On the docstring of CDPRuntimeDomainTest you have a link to the chromium code which does that. Chrome buffers console messages when devtools isnt open, so the stack will be never accessed. When you open devtools chrome starts serializing all buffered messages, here stack is accessed.

The devtools console uses the Devtools Runtime domain, specifically it listens to the Runtime.consoleAPICalled events. This event is what causes the leak, console messages are serialized when dispatching this event.

Chromedriver is just a devtools wrapper, under the hood it uses CDP to automate Chrome. This is why CDPRuntimeDomainTest detects when chromedriver is in place. It also detects CDP clients like puppeteer and playwright.

kaliiiiiiiiii commented 1 year ago

@HMaker Thanks for your great repository!

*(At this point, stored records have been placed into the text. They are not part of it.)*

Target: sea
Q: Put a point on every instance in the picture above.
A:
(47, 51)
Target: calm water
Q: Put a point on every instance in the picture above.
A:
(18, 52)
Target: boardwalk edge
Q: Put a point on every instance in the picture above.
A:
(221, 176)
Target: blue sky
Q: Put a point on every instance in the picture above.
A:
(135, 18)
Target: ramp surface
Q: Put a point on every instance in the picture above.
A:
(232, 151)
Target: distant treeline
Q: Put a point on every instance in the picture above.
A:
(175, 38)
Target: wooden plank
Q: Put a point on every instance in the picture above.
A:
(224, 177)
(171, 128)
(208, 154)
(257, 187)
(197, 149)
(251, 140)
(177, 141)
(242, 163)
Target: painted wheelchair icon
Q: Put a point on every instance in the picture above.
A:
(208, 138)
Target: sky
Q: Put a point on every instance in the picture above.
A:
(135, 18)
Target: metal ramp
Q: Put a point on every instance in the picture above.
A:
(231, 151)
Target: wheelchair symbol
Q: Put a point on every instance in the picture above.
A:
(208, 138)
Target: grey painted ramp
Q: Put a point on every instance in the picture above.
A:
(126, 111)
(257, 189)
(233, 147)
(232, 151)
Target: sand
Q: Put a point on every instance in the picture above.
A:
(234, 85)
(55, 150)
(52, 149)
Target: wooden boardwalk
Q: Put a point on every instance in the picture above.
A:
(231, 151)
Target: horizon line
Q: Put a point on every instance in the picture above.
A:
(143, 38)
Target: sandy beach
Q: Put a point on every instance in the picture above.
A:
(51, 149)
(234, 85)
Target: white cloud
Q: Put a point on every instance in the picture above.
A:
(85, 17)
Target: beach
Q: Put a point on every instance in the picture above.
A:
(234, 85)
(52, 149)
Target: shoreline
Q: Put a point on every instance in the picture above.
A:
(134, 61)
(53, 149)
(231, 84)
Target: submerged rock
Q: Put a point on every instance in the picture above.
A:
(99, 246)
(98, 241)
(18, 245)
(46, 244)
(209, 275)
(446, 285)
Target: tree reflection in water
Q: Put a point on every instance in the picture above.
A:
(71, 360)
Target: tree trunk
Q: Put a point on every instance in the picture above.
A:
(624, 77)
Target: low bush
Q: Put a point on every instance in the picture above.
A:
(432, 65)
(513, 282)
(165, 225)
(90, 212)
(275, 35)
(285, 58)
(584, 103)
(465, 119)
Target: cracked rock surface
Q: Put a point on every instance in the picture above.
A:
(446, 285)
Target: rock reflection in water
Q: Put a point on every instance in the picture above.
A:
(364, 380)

Seems like I managed to bypass your detections using the following script:

from selenium_driverless import webdriver
from selenium_driverless.types.by import By
import asyncio

async def main():
    options = webdriver.Options()
    async with webdriver.Chrome(options=options) as driver:
        await driver.get('https://hmaker.github.io/selenium-detector/')
        elem = await driver.find_element(By.CSS_SELECTOR, "#chromedriver-token")
        await elem.send_keys(await driver.execute_script('return window.token'))
        elem2 = await driver.find_element(By.CSS_SELECTOR, "#chromedriver-asynctoken")
        async_token = await driver.execute_async_script('window.getAsyncToken().then(arguments[0])')
        await elem2.send_keys(async_token)
        elem3 = await driver.find_element(By.CSS_SELECTOR, "#chromedriver-test")
        await elem3.click()
        print(await driver.title)

asyncio.run(main())

note: the script uses features, which are only included in the dev-branch yet

feel free to check it out & maybe find new ways to detect it:)

HMaker commented 1 year ago

@kaliiiiiiiiii I see you used pycdp to reimplement the selenium webdriver interface. Yes that works, all my detections here are targeted towards chromedriver.